U.S. Secretary of State Condoleezza Rice has been in Europe to try to rebuild battered trans-Atlantic relations. That task has become exponentially more difficult in the aftermath of new revelations that allege European complicity in the torture of suspects in the war against terror. Ms. Rice must quiet the growing furor if she is to make any progress. The controversy will not go away, however: The real problem is U.S. policy regarding torture. Washington's refusal to disavow the use of torture, in any and all circumstances, and its willingness to engage in wordplay instead has done terrific harm to its moral authority and leadership and, according to most experts, serves no purpose.

The war on terrorism and the invasion of Iraq has deeply divided the United States and several of its European allies. German Chancellor Gerhard Schroeder was widely seen as riding a wave of anti-Americanism to win re-election three years ago. His replacement by Ms. Angela Merkel, after Germany's last election, was expected to help heal the strains.

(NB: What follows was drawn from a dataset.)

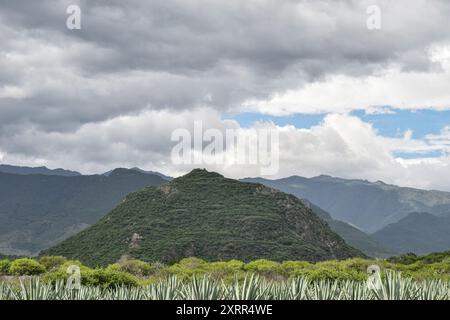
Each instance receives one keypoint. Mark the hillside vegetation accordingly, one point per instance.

Realizing that goal has been set back by revelations that the U.S. has used secret prisons in several European states to hold and interrogate suspected terrorists after they had been seized -- in a process known as "rendition" -- in various countries. The possibility that those interrogations included torture has introduced new strains in Washington's relations with its European allies. European governments are squeezed between two uncomfortable choices: Either they knew about the renditions and were complicit in possibly illegal activity; or they did not, in which case they look ineffectual and ignorant about practices on their own territory.